Another ethical issue of health promotion evaluation stems from the fact that, often, health promotion evaluations take up health promotion principles. In fact, many authors believe that health promotion evaluations should integrate health promotion principles of action, such as participation, empowerment, and concerns for social justice and equity (Rootman et al., 2001). From this perspective, health promotion evaluation implies a procedural normative ethics (ethics of the means) , where evaluation is itself ‘health promoting’ .
This is a table adapted from Rootman et al. book (2001), presenting the principles of action to be fostered in health promotion interventions and evaluations.

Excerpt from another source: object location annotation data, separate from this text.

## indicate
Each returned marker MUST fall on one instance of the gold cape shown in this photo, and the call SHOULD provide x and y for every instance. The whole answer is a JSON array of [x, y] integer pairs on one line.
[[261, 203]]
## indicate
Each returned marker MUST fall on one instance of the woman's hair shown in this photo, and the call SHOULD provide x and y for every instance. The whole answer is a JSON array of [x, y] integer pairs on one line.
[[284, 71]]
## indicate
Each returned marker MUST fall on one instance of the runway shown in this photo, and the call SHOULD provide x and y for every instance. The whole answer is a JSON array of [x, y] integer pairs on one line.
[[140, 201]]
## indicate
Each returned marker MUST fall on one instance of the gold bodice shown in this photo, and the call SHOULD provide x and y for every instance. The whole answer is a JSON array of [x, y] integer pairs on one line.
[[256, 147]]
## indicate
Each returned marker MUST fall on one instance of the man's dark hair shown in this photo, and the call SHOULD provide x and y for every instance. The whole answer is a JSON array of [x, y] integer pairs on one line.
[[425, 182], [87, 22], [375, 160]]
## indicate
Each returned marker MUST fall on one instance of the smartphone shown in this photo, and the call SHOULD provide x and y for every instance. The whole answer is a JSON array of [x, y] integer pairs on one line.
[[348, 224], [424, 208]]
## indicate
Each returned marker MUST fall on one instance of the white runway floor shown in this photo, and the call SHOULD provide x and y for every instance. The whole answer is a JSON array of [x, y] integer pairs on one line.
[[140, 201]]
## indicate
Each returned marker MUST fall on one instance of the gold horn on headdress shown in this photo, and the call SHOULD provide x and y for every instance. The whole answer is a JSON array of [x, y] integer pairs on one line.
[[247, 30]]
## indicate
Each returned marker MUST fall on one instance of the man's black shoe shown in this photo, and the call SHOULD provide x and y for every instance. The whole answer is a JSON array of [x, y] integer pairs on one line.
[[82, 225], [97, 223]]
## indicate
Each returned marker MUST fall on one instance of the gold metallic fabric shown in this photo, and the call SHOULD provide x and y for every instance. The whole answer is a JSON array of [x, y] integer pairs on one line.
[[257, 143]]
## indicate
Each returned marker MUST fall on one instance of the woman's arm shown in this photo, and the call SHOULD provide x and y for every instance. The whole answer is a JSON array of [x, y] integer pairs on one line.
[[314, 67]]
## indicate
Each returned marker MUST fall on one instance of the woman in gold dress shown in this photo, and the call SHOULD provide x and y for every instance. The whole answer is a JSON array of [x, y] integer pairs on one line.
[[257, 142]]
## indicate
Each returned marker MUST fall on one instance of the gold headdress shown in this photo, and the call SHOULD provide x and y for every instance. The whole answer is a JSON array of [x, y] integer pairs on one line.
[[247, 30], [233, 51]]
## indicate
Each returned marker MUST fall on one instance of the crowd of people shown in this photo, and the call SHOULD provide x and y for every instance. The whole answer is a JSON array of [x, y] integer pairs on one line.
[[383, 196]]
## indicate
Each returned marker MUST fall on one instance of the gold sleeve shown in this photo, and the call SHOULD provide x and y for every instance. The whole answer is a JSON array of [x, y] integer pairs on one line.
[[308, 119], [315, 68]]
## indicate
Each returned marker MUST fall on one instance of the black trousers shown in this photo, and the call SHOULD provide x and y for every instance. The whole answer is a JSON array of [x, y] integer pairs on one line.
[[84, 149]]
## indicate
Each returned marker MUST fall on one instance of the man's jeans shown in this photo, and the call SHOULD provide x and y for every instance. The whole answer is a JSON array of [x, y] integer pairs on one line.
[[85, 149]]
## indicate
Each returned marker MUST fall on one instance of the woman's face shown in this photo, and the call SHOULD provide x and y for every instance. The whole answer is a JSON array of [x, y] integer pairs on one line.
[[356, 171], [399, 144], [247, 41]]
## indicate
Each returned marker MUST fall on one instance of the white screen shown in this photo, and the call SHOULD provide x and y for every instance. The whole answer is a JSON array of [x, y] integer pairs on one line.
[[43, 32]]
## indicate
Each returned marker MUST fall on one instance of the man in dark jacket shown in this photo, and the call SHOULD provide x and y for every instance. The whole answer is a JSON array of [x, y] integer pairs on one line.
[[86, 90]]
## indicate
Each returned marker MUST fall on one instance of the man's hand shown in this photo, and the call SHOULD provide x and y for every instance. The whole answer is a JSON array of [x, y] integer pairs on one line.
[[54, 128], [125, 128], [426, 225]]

Lets take an example to concretise this : This is an example of an evaluation integrating health promotion principles of participation, empowerment, intersectorality and relevance. The example consists in the evaluation of a professional development program in health promotion. This evaluation was aiming to support and guide the program’s implementation process. Both the evaluator and the project team were mindful of integrating health promotion principles into the evaluation. In this example, the evaluation was designed in a way to include the program designer team into the evaluative process (participation) and enable reflexive processes that foster the interventionists’ ability to assimilate the knowledge produced by the evaluation (empowerment). In addition, the evaluative process was anchored in a multitude of disciplines and relied on a variety of information-gathering techniques (multidisciplinarity/intersectorality). The evaluation also took into account the complex, adaptive nature of the program (relevance).
This kind of evaluation build on procedural ethics, ensuring that the process of evaluation is itself ethical from a health promotion standpoint. Integrating health promotion principles and values in evaluation can be done by involving stakeholders into the evaluative process, giving a voice to the more disadvantaged, allowing them to develop capacities related to evaluation and evaluating the intervention’s effects from an equity standpoint.
Although this ensure the evaluation’s procedural ethics (ethics of the means – but again from a normative standpoint), it can’t avoid the necessity of ethically assess the content of the interventions.
The argument of this presentation can be synthesized as follows: because of its normative nature, health promotion needs to be ethically assessed; evaluation is often considered an opportunity to do so; but evaluation in health promotion is itself normative. In each of the cases presented, health promotion evaluation remains caught in its own normative rhetoric, either by adopting formal normative ethics to judge health promotion interventions on the basis of their own criteria or a procedural normative ethics by adopting health promotion agenda and principles for conducting the evaluation. These two issues can be conceived as resulting from a confusion about what should be a foundational framework for ethics in health promotion.
This presentation opens the door to some reflections: Does ethics in health promotion evaluation have to be rooted in the values and moral principles of the field or in an overarching and socially shared philosophy? We can also ask what kind of evaluation is responsible for ethics assessment in health promotion? Is it the role of program evaluation or should it be promoted by more specific type of evaluation?